Sorry for the long question. I decided to explain the context of the problem first as maybe there are other solutions to my problem. If you're in a hurry, just read THE QUESTION below.
(EDITED -- In the mean time I added some attempts to solve the problem. The fourth one has my final conclusion, you can jump straight to it.)
THE CONTEXT
I have a hash table filled with roughly 20k pairs (key(i),value(i)). I want to generate random lists like this one
[(key(213),value(213));(key(127),value(127));(key(89),value(89));...]
The restriction is that once I've chosen key(213) to be the first element of the list, not all keys can follow it (I have some other function 'decide' which can decide whether some key can be the next one in the list or not). So, I'd like to choose a random next element and check if it's appropriate -- in the example above key(127) was chosen. In the case that that element is rejected by my 'decide' function I'd like to pick another one randomly. But I wouldn't want to pick the same just rejected because I know it will be rejected again and not only would this be 开发者_高级运维inefficient, I also run the risk, if only a few keys can be the next ones, of taking a long time until I find an appropriate key. Note that there can be repetition, such as
[(key(213),value(213));(key(213),value(213));(key(78),value(78));...]
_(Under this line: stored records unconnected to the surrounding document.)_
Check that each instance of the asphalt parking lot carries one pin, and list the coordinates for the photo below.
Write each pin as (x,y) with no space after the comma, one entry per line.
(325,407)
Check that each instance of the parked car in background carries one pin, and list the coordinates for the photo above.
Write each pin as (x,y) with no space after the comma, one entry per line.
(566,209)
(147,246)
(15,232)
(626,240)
This is OK, as long as the 'decide' function accepts key(213) as the next in the list. So, all I need is a way to randomly enumerate the (key,value) pairs in the hash table. Whenever I have to choose a key, I create an enumeration, which I consume by checking each new element with the 'decide' function (so, no repetitions occur) and when I find one I add it to the list and proceed incrementing the list. The thing is that I don't want this enumeration of the hash table to be the same every time. I want it to be random. (This has to do with the structure of the search space I have in my particular problem which is not relevant here.)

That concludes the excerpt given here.